Fear of difference is a main barrier to people with a disability, in the workplace as well as other walks of life.
The stark reality of this was brought home to Garry Connor when taking part in a national disability inclusion project. He found that fear and lack of training was excluding young disabled people from ‘out of school’ clubs.
“We then provided training to dispel the fear and the myths and managed to get big organisations like the Scouting Association, Girl Guides, football clubs, and so on,” he says.
But the myths follow through to the workplace and are not helped by movies and books. “If you look at any sort of horror film or read Dan Brown novels, the baddie in them always has a disability or an additional need – it doesn’t matter how good they are,” Garry explains.
He adds that, despite schemes designed to help businesses employ people with disabilities and other health conditions, such as the Government’s Disability Confident, not a lot has changed.
Garry is Director of Diversiti UK Learning & Development CIC and has some 25 years’ experience in promoting equality, diversity and inclusion. Based in Northampton, Diversiti UK provides bespoke training and development to help companies and employees across the county to recognise good
As someone who actively employs people with disabilities, he offers tips to companies the following tips on hiring and access.
1.Take a leaf out of the big tech companies’ books
A good way to dispel the fear of difference is through the positive impact that people with disabilities have had on the workplace, particularly tech giants, such as Google. One of that company’s top engineering scientists, T.V. Rahman, is blind and many of their software engineers are on the autistic spectrum.
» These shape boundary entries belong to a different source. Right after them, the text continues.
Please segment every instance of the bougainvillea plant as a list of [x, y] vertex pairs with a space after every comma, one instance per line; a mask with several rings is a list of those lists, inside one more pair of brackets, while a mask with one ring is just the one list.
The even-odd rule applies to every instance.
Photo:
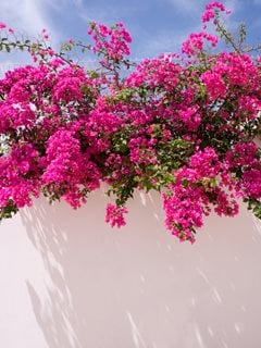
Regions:
[[[0, 23], [0, 49], [33, 58], [0, 80], [1, 219], [40, 194], [76, 209], [102, 182], [112, 226], [125, 224], [136, 189], [161, 192], [166, 228], [181, 240], [195, 241], [211, 210], [236, 215], [239, 200], [261, 219], [261, 59], [244, 26], [237, 39], [225, 29], [226, 14], [211, 2], [179, 54], [139, 64], [122, 23], [90, 23], [92, 44], [70, 40], [58, 52], [45, 29], [18, 39]], [[77, 64], [79, 50], [99, 66]]]

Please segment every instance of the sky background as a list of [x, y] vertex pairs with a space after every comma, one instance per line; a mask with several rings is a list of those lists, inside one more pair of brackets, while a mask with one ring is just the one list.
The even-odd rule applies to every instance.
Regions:
[[[140, 60], [177, 51], [191, 32], [201, 26], [206, 0], [0, 0], [0, 22], [15, 32], [37, 36], [42, 28], [59, 47], [69, 38], [87, 39], [89, 21], [124, 22], [133, 37], [132, 58]], [[227, 25], [247, 24], [249, 39], [261, 42], [261, 0], [223, 1], [233, 14]], [[1, 71], [26, 58], [1, 53]]]

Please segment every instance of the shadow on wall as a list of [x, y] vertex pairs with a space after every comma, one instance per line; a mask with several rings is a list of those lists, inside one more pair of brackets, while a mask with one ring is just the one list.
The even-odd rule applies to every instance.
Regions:
[[27, 289], [49, 348], [261, 347], [261, 227], [243, 209], [211, 217], [194, 246], [137, 194], [127, 226], [104, 224], [105, 198], [78, 211], [44, 199], [23, 224], [48, 277]]

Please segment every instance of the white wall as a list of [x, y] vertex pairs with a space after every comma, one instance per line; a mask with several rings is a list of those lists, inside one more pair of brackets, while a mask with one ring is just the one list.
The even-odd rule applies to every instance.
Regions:
[[260, 348], [261, 225], [211, 217], [197, 243], [137, 195], [128, 224], [105, 199], [73, 211], [44, 199], [0, 228], [2, 348]]

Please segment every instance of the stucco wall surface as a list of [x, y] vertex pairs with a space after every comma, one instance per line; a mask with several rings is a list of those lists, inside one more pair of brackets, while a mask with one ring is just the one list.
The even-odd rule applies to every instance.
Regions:
[[137, 194], [122, 229], [105, 202], [39, 199], [1, 224], [0, 347], [261, 347], [261, 224], [246, 209], [211, 216], [191, 246], [166, 233], [157, 195]]

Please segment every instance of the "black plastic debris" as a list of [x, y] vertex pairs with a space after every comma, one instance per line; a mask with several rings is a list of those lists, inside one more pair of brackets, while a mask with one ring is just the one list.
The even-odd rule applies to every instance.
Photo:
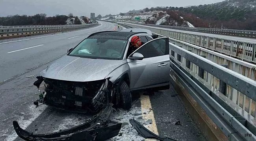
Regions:
[[37, 100], [36, 101], [34, 101], [34, 105], [36, 106], [36, 107], [38, 107], [39, 106], [39, 104], [38, 103], [38, 102], [39, 101], [39, 100]]
[[145, 128], [143, 125], [139, 123], [139, 122], [136, 121], [134, 119], [130, 120], [131, 124], [134, 127], [138, 133], [142, 136], [143, 137], [146, 139], [156, 139], [160, 141], [177, 141], [174, 139], [171, 139], [168, 137], [160, 137], [157, 135], [154, 134], [148, 129]]
[[180, 121], [178, 121], [176, 122], [176, 123], [175, 123], [175, 125], [181, 125], [180, 124]]
[[46, 134], [34, 134], [21, 128], [18, 122], [13, 121], [16, 133], [26, 141], [103, 141], [118, 135], [122, 123], [110, 120], [114, 108], [111, 105], [95, 116], [90, 120], [77, 127]]
[[36, 78], [37, 78], [37, 80], [34, 82], [33, 85], [36, 86], [37, 88], [39, 89], [40, 85], [41, 85], [42, 82], [44, 81], [44, 78], [42, 76], [37, 76]]

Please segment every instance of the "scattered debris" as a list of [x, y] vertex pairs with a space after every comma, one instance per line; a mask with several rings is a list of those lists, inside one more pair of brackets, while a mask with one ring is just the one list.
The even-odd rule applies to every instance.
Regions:
[[147, 125], [152, 124], [152, 119], [148, 119], [147, 121], [146, 121], [145, 123]]
[[178, 121], [175, 123], [175, 125], [182, 125], [180, 124], [180, 121]]
[[171, 122], [161, 122], [161, 123], [165, 123], [165, 124], [171, 124], [172, 123], [171, 123]]
[[35, 75], [31, 75], [30, 76], [26, 76], [26, 78], [32, 78], [35, 76]]
[[178, 94], [173, 94], [172, 95], [171, 95], [171, 97], [175, 97], [176, 96], [178, 96]]
[[22, 128], [17, 121], [13, 127], [17, 134], [27, 141], [104, 141], [117, 136], [122, 123], [110, 120], [114, 108], [108, 105], [90, 121], [77, 127], [55, 133], [34, 134]]
[[39, 101], [39, 100], [37, 100], [35, 101], [34, 101], [34, 105], [36, 106], [36, 108], [38, 106], [39, 106], [38, 104], [38, 101]]
[[139, 134], [141, 135], [146, 139], [155, 138], [160, 141], [177, 141], [168, 137], [159, 137], [159, 136], [145, 128], [143, 125], [140, 124], [139, 122], [134, 119], [130, 119], [130, 122], [131, 124], [134, 127], [136, 130], [137, 131]]

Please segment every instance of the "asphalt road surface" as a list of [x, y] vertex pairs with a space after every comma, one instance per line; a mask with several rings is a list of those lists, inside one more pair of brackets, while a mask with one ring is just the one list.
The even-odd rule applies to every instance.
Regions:
[[[22, 140], [13, 128], [14, 120], [29, 132], [48, 133], [80, 125], [91, 117], [45, 105], [36, 108], [33, 102], [38, 99], [39, 91], [33, 83], [37, 79], [26, 76], [39, 75], [90, 34], [117, 29], [113, 23], [100, 24], [79, 30], [0, 40], [0, 140]], [[130, 124], [133, 118], [161, 136], [178, 141], [208, 140], [176, 94], [171, 87], [150, 96], [134, 94], [130, 110], [117, 109], [113, 113], [113, 120], [123, 124], [119, 135], [109, 140], [145, 140]], [[178, 121], [182, 125], [175, 125]]]

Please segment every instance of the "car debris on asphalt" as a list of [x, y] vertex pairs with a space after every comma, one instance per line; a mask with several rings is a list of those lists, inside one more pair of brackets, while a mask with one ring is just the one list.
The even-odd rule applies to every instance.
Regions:
[[171, 139], [168, 137], [160, 137], [158, 135], [154, 134], [148, 129], [145, 128], [142, 125], [140, 124], [134, 119], [131, 119], [130, 120], [130, 122], [131, 124], [134, 127], [139, 134], [142, 136], [145, 139], [157, 139], [160, 141], [170, 141], [177, 140]]

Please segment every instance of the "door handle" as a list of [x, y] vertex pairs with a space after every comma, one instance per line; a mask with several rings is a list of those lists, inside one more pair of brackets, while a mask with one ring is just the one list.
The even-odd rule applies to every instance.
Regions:
[[160, 63], [160, 65], [158, 65], [158, 67], [163, 67], [163, 66], [165, 66], [167, 65], [168, 64], [168, 63]]

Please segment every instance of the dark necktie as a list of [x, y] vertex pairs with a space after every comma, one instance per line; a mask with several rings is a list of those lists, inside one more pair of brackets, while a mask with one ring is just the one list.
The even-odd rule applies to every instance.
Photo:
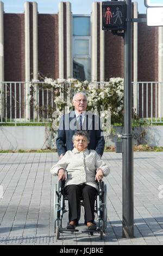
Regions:
[[82, 130], [82, 114], [80, 114], [80, 130]]

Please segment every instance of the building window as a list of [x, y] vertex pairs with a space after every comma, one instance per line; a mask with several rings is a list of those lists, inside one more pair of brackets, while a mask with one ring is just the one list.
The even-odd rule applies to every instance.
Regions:
[[73, 76], [91, 80], [91, 21], [90, 16], [72, 17]]

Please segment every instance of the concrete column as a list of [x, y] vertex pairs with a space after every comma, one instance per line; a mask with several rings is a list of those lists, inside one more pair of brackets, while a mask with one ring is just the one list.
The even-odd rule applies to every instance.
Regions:
[[33, 2], [33, 79], [38, 79], [37, 4]]
[[4, 114], [3, 3], [0, 2], [0, 118]]
[[100, 3], [100, 81], [105, 81], [105, 32], [102, 29], [102, 2]]
[[72, 78], [72, 16], [71, 4], [66, 3], [66, 41], [67, 41], [67, 78]]
[[58, 4], [59, 78], [64, 78], [64, 3]]
[[[33, 79], [38, 79], [38, 26], [37, 26], [37, 4], [33, 2]], [[38, 87], [35, 85], [35, 100], [37, 105]], [[34, 118], [37, 118], [37, 112], [34, 111]]]
[[158, 27], [158, 117], [163, 117], [163, 27]]
[[[137, 3], [134, 2], [134, 17], [138, 17], [137, 13]], [[138, 37], [137, 37], [137, 27], [138, 23], [134, 22], [134, 82], [137, 82], [137, 68], [138, 68], [138, 61], [137, 61], [137, 43], [138, 43]], [[134, 84], [133, 85], [133, 93], [134, 93], [134, 108], [135, 109], [135, 112], [137, 113], [137, 83]]]
[[92, 5], [92, 81], [97, 81], [97, 3]]
[[30, 81], [30, 20], [29, 20], [29, 3], [24, 3], [25, 19], [25, 75], [26, 75], [26, 121], [30, 119], [30, 105], [29, 98], [29, 83]]

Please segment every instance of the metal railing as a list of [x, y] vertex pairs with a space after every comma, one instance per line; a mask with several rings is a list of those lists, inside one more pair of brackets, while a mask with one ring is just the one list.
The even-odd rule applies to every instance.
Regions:
[[[49, 111], [57, 108], [55, 90], [51, 86], [44, 88], [44, 82], [39, 84], [42, 86], [31, 90], [30, 82], [0, 82], [0, 123], [16, 125], [18, 123], [44, 123], [51, 121]], [[96, 84], [97, 86], [104, 86], [104, 83]], [[162, 84], [132, 82], [132, 108], [140, 122], [152, 125], [163, 123]], [[68, 86], [71, 87], [71, 83]]]
[[133, 82], [133, 107], [141, 123], [163, 123], [163, 83]]

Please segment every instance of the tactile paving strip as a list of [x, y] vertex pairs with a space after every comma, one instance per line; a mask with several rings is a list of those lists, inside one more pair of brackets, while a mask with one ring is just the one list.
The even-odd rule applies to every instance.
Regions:
[[48, 245], [55, 242], [52, 236], [0, 236], [0, 245]]

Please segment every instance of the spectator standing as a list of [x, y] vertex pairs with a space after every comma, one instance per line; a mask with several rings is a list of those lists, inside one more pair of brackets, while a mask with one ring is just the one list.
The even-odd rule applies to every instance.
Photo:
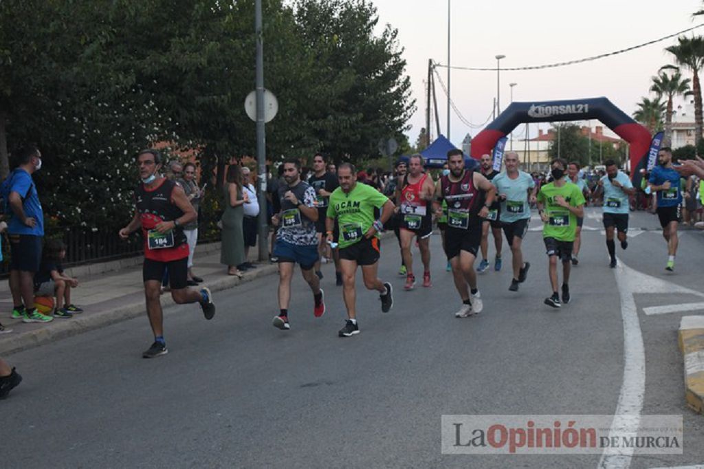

“The benefits that those on the autistic spectrum bring is neuro-diversity,” Garry says. “This includes meticulousness, attention to detail and being much quicker at problem solving.”
It was brought home to Garry after delivering training to a company who look after RBS property dealings. They explained that RBS, by focusing on diversity had gone from having a zero rating in many diversity scores to being awarded a silver award for disability standards and scoring 88% in business disability forums.
2. Put abilities before disabilities
Employers should be more transparent in interviews and in outcomes from interviews. Garry has learned that people who admit a disability, even that they suffer from depression, are often overlooked.
“Unfortunately, it’s hard to prove that that’s the reason they haven’t been given the job,” he explains. “It’s not a legal requirement to disclose a disability. The only reason that an employer should ask about it is if they need to make an adjustment to enable the person to work there.
“But many employers still ask about it and I see it in application forms, that people ask us to help fill out all the time. People have, for example, filled out 10/20 application forms and sent off their CV. In the 10 where they said they had a disability, they didn’t get an interview. In two out of the ten, where they haven’t disclosed their disability, they did get an interview. So, that tells you that people are screening.
3. Support them in the job
Once people are in the door, it’s important to support them. This is not just about physical access and adaptations, but more a change of attitude in managing the day-to-day aspects.
Garry explains: “If somebody’s tired because they are suffering from depression, just give them some time out. Also, there are invisible disabilities. For example, you wouldn’t expect someone with a congenital heart condition to carry loads of heavy boxes, or whatever. So, understanding issues like that requires a little change of attitude.”
This also applies to cases where people have not disclosed a disability and then live in fear of admitting it.
4. Find out what people need
Apart from complying with legislation, it’s a good idea to talk to the people around you, find out if there are issues that need to be addressed. In other words, responding to what people need and want in order to play a full and active part at work.
Garry cites his own experience as a trainer and consultant: “The majority of people will ask me to provide a session on equality and diversity, but they don’t know what they want. So basically, it’s about finding out what people need, which is not always what they tell you.”
Summing up, he says that disabled people are around five times more likely to stay in the job and be more committed. As well as enabling them to enjoy a productive career, it also helps companies to save money on recruitment and training.